03 October, 2014

Global Warming-US Senior Official's Epiphany

CLIMATE SCIENCE NOT SETTLED,
SAYS FORMER OBAMA UNDERSECRETARY FOR SCIENCE
Physicist Steven Koonin says climate science is far from settled and we are a long way from having good enough knowledge to make wise climate policy.
That view is not news to climate skeptics, but it may seem surprising coming from Koonin, who was undersecretary for science in the Obama administration’s Energy Department in the president’s first term.
Koonin says the crucial question isn’t whether climate is changing, which is a settled matter: It is changing and always will change. The crucial question – how will climate change over the next century as a result of both human and natural influences – is more complex and unsettled.
Although human activities could have a powerful effect on climate, they are and will be small in relation to the climate as a whole, Koonin argues. For instance, he notes human additions to atmospheric carbon dioxide will enhance the natural greenhouse effect by just 1 to 2 percent by the middle of this century.
In addition, he writes, ocean cycles and feedbacks can dramatically amplify or mute the climate’s response to human and natural influences, and we neither understand nor can model either of these factors well enough to trust our knowledge when forming public policy.
Concerning climate models, Koonin notes the IPCC uses 55 different models:
Although most of these models are tuned to reproduce the gross features of the Earth’s climate, the marked differences in their details and projections reflect all of the limitations that I have described. For example:
The models differ in their descriptions of the past century’s global average surface temperature by more than three times the entire warming recorded during that time. Such mismatches are also present in many other basic climate factors, including rainfall, which is fundamental to the atmosphere’s energy balance.
Whereas human CO2 emissions have risen 25 percent over the past 16 years, temperature has remained largely flat, a result none of the models predicts, Koonin notes. In addition, average sea level rise hasn’t changed from the level experienced more than 70 years ago, contra the models’ estimates.

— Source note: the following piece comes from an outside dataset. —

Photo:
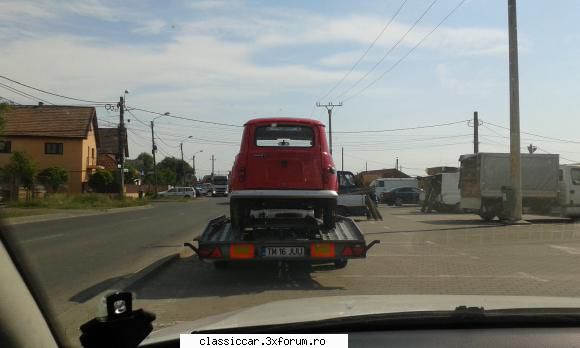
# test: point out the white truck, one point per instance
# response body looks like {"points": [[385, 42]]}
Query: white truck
{"points": [[485, 179], [445, 195], [569, 185], [385, 184]]}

Koonin says it will take decades before sufficient, accurate data are available to accurately assess human effects on climate and any dangers they might pose. Accordingly, society must make choices based on uncertain knowledge of future climate, meaning policy actions should be prudent, not radical. Modest, “no regrets” policies are reasonable, he argues. Large-scale, economy-changing policies could be more harmful to people than the climate changes they are meant to prevent, he notes.
“Our tolerance for risk and the priorities that we assign to economic development, poverty reduction, environmental quality, and intergenerational and geographical equity” must have greater influence on our policies than model-based climate prognostications, he argues.
Only by recognizing, rather than ignoring or trying to deny, the limits of our knowledge can society make productive decisions with regard to climate policy, Koonin concludes.